The February 2011 issue of Health Affairs published an article criticizing the Food and Drug Administration (FDA)’s humanitarian device exemption (HDE) for deep-brain stimulation in patients with treatment-resistant obsessive-compulsive disorder (OCD). According to FDA regulations, HDEs are granted to devices that are intended for conditions affecting fewer than 4,000 patients annually.
This article, using information from the National Institute of Mental Health (NIMH), claims that there are approximately a half-million people suffering from this form of OCD, more than are allowed if a treatment device is to qualify for an HDE, and enough to do the appropriate clinical trials to approve the device through the premarket approval (PMA) process.
The information in the article is compelling, and the FDA will need to evaluate the allegation and decide whether any modifications need to be made. In the meantime, though, what are the institutional review boards (IRBs) supposed to do?
Multiple IRBs have reviewed and approved this device as a humanitarian use device (HUD). Patients (remember, this isn’t research) have gone through invasive surgery of the brain to receive this device. If an IRB determines that the approval needs to be revisited, what are their options? The IRB could determine that the HDE does not apply to the condition and disapprove the device as an HUD.
However, there are no open clinical trials for this device in treatment-resistant OCD, and it is unclear if Medtronic (the device’s manufacturer) will open one. Disapproval will effectively eliminate the ability to use the device at an institution. An IRB could approve the device again under the HDE regulations, but is that sound in terms of regulations and ethics? As long as the FDA continues allowing deep-brain stimulation, an IRB can state that the determination concurs with the regulations. A more subjective conclusion surrounds the ethics.

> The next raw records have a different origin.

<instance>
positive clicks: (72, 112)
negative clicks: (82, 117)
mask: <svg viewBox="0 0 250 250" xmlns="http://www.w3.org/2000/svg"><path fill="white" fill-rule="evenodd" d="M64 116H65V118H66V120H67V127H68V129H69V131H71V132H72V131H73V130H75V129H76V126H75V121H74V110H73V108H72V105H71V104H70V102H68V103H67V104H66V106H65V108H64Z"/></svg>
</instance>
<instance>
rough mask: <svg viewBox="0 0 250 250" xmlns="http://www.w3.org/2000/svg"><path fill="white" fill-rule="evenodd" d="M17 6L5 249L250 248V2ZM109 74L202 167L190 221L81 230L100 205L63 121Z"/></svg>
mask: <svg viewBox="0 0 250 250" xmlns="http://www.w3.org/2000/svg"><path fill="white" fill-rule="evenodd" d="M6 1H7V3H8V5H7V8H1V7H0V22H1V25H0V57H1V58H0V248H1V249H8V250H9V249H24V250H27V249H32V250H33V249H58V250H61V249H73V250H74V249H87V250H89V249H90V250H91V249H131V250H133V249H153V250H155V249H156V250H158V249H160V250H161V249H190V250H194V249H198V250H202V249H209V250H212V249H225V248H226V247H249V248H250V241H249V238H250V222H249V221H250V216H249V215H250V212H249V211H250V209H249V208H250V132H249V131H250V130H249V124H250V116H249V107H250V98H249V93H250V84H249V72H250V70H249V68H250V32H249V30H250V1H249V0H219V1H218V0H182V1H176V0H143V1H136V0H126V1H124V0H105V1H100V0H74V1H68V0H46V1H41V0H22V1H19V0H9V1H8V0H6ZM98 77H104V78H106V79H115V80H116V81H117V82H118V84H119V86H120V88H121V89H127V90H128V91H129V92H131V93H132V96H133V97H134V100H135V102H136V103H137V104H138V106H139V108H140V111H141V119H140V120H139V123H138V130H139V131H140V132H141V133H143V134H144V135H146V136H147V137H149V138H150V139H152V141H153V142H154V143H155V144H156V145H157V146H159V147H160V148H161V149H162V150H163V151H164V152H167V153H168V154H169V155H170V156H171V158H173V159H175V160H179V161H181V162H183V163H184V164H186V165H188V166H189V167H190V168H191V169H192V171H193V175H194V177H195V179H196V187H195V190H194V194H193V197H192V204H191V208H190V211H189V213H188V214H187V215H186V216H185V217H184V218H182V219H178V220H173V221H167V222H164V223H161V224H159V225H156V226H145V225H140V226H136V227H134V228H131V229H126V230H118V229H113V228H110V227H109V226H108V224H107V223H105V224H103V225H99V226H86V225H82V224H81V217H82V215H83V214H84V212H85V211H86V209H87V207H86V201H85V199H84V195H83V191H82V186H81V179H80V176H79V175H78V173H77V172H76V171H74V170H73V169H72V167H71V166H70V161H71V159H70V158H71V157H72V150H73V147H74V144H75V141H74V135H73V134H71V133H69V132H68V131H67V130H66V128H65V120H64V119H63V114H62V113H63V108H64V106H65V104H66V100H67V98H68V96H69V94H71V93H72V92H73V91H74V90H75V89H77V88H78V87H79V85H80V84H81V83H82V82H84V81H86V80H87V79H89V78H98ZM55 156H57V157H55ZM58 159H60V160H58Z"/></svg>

One argument to continue providing the device under the HDE regulations is that it provides treatment to the patient. However, rigorous testing to meet FDA approval criteria for effectiveness has not been done. Is it ethical to say that a device that has little or no effectiveness testing behind it can treat a person? You might as well say that you can be cured by a drug that looks good on paper. Should the manufacturer be forced to withdraw access to the device until structured clinical trials can be performed? Can the information obtained from patients who have already received the device be used to fast-track the PMA application?
Lucky for me, I don’t have to answer these questions. That is left to the FDA and the IRBs. The article’s authors have presented a thorough and well thought out argument that the FDA cannot brush aside. IRBs should not dismiss this paper either, as it raises ethical issues surrounding these invasive devices that have, at the most, minimal effectiveness testing behind them.